Note: This post of mine originally appeared in The Travis Tracker.

About 120 women are suing drug company Endo because an alleged packaging error they say resulted in unplanned pregnancies ... and, along with that, the expense of raising children.

The class action lawsuit was filed in Pennsylvania last week. The class members hail from 26 states, and it is unclear at the time of writing if a Texan is among them. According to the suit, the birth control pill manufacturer distributed pills (see full list at the bottom of this post) in 2011 with incorrect markings and packaging -- resulting in 113 unforeseen pregnancies in 26 states. Fully 94 of the women carried the babies to term. Other state courts have rejected similar lawsuits.

The class is reportedly seeking millions in damages, including, in a few cases, the costs of raising children through adulthood (allegedly because of the birth control goof-up). While many prestigious sources put the cost-estimate of raising a child from 0 to adulthood at $200,000 to $250,000, that's not a universally held figure.

According to one source we found, a money management site called, children can actually bring in money at certain points along the way. Here's the breakdown from author Trent Hamm, based on a working husband and working wife with two children in Iowa at the onset of the Obama Administration (costs have certainly gone up since then, but bear with us!). His comments are in italics below and are worth a read (full article).

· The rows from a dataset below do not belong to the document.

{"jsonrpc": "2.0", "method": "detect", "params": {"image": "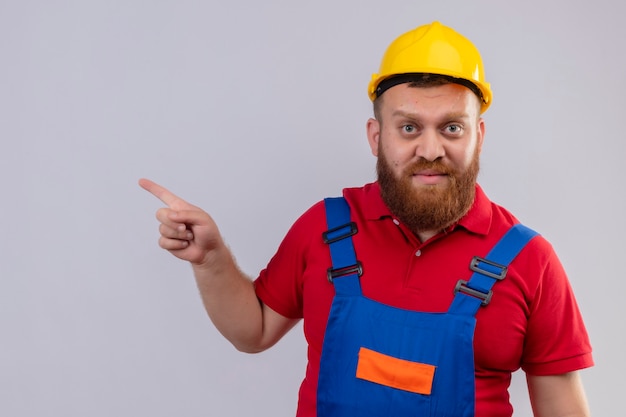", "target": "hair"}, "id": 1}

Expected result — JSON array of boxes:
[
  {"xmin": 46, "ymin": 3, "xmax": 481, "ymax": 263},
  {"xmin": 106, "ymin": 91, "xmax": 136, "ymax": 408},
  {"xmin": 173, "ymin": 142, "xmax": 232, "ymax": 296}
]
[{"xmin": 373, "ymin": 73, "xmax": 484, "ymax": 122}]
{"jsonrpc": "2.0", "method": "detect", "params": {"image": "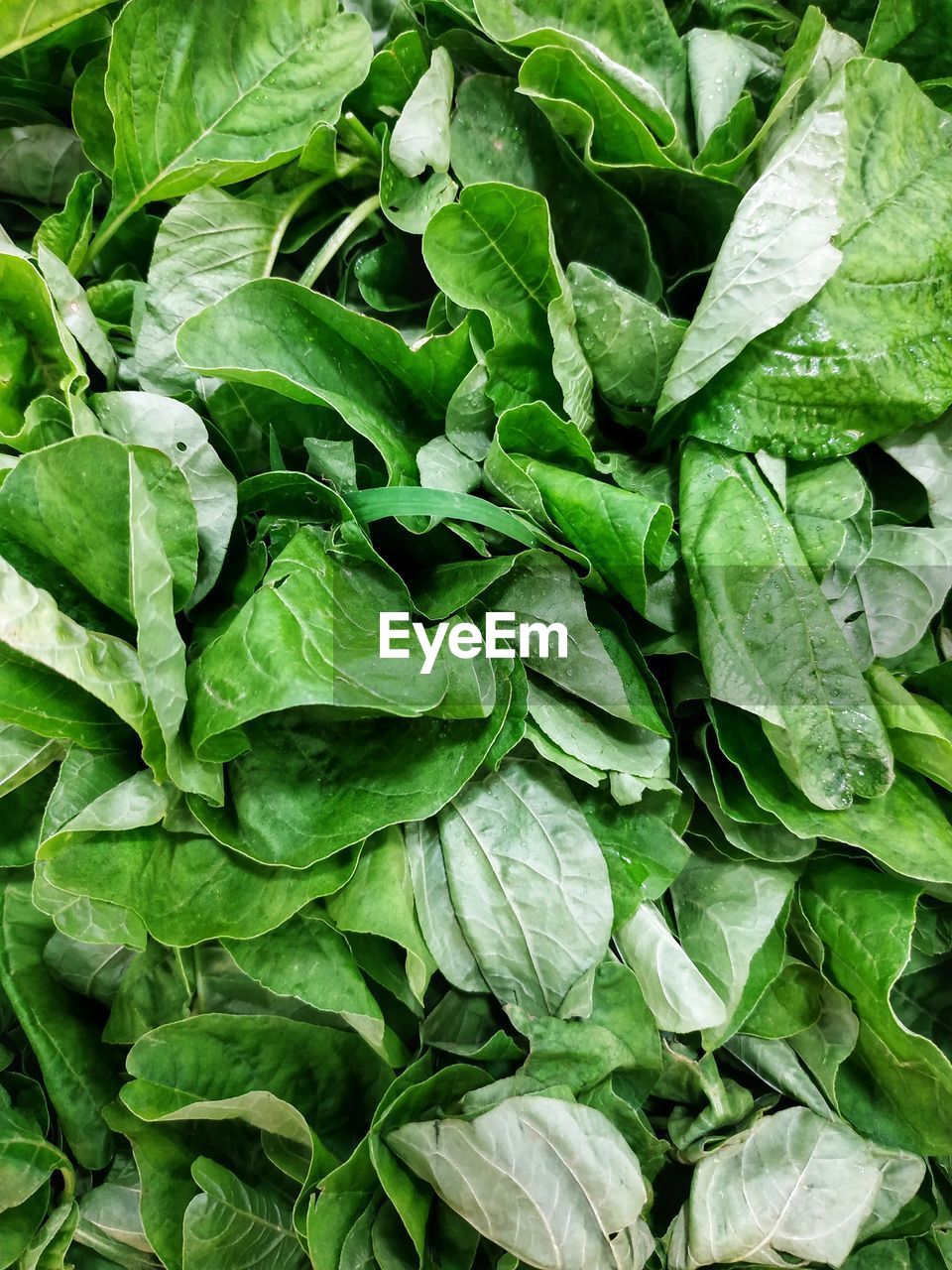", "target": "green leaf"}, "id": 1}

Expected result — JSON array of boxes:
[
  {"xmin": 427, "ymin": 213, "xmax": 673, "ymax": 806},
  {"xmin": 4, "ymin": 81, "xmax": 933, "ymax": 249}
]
[
  {"xmin": 122, "ymin": 1015, "xmax": 386, "ymax": 1153},
  {"xmin": 526, "ymin": 461, "xmax": 674, "ymax": 613},
  {"xmin": 178, "ymin": 278, "xmax": 472, "ymax": 482},
  {"xmin": 671, "ymin": 854, "xmax": 796, "ymax": 1049},
  {"xmin": 92, "ymin": 393, "xmax": 237, "ymax": 606},
  {"xmin": 422, "ymin": 182, "xmax": 591, "ymax": 428},
  {"xmin": 681, "ymin": 444, "xmax": 892, "ymax": 809},
  {"xmin": 476, "ymin": 0, "xmax": 686, "ymax": 118},
  {"xmin": 439, "ymin": 762, "xmax": 612, "ymax": 1015},
  {"xmin": 0, "ymin": 248, "xmax": 86, "ymax": 449},
  {"xmin": 658, "ymin": 59, "xmax": 952, "ymax": 458},
  {"xmin": 0, "ymin": 0, "xmax": 113, "ymax": 58},
  {"xmin": 616, "ymin": 902, "xmax": 727, "ymax": 1033},
  {"xmin": 389, "ymin": 49, "xmax": 453, "ymax": 177},
  {"xmin": 0, "ymin": 123, "xmax": 87, "ymax": 205},
  {"xmin": 0, "ymin": 557, "xmax": 154, "ymax": 748},
  {"xmin": 387, "ymin": 1097, "xmax": 652, "ymax": 1270},
  {"xmin": 834, "ymin": 525, "xmax": 952, "ymax": 664},
  {"xmin": 41, "ymin": 825, "xmax": 354, "ymax": 948},
  {"xmin": 567, "ymin": 264, "xmax": 684, "ymax": 408},
  {"xmin": 801, "ymin": 861, "xmax": 952, "ymax": 1155},
  {"xmin": 0, "ymin": 880, "xmax": 117, "ymax": 1169},
  {"xmin": 715, "ymin": 708, "xmax": 952, "ymax": 883},
  {"xmin": 136, "ymin": 186, "xmax": 313, "ymax": 395},
  {"xmin": 94, "ymin": 0, "xmax": 371, "ymax": 250},
  {"xmin": 223, "ymin": 913, "xmax": 401, "ymax": 1062},
  {"xmin": 182, "ymin": 1157, "xmax": 305, "ymax": 1270},
  {"xmin": 33, "ymin": 172, "xmax": 99, "ymax": 274},
  {"xmin": 881, "ymin": 419, "xmax": 952, "ymax": 527},
  {"xmin": 452, "ymin": 75, "xmax": 660, "ymax": 297},
  {"xmin": 0, "ymin": 437, "xmax": 198, "ymax": 618},
  {"xmin": 670, "ymin": 1107, "xmax": 923, "ymax": 1270}
]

Base, estimated cost of raising a child
Combined, we spent about $11,000 on child care for the two children this year. After that, costs went down quickly – we estimate that all other expenses combined (food, health care, toys, clothing, and so on) were roughly $7,000 for both children combined. Add onto that $1,200 per child put away for their college education (and I’ll ignore the tax benefits of this, as we don’t have to pay state taxes on contributions) and you have a total of $20,400 spent on both children this year – or $10,200 per child. So, if those costs continued as they are over the next eighteen years, we would spend $183,600 per child during their childhood – not too far from those estimates.
Child care tax credit
$6,000 of that $10,200 is. It’s our child care tax credit, and it knocks roughly $1,800 (assuming a 30% overall tax rate) off of our total tax bill – or $900 per child. So, boom, we’re quickly down to $9,300 per child.
Per child tax credit
At $3,750 a pop, our two children shave $7,500 off of our taxable income. Assuming that same 30% tax rate, we quickly shave $2,250 off of our tax bill, so we’re down to $7,050 per child.
Entertainment budget savings
How much did this actually save us? This is something that’s very difficult for me to estimate, as I didn’t actually do any sort of budgeting or number-crunching during the year prior to our having children. However, based on what I can estimate from that year, we cut our entertainment and food spending (from 2004 to 2008) by $6,500 a year. That’s a drop of $3,250 per child, bringing our per-child expenses down to $3,800 per child.
Once the children are in school and child care costs are greatly reduced.
Obviously, as the child grows, we’ll begin to accrue more non-child-care expenses for them: education costs, growing entertainment costs, and so on. I’ll actually increase our expense per child at $500 per year after age six. So, for the first five years, we spend $3,800 a year. At year six, we actually gain $400. Each year after that, we spend $500 more per child than the year before, culminating with an overall after-tax and after-savings cost of $5,600 during their eighteenth year.
This brings the total cost to $52,800 per child -- far from the $250,000 figure currently bandied about.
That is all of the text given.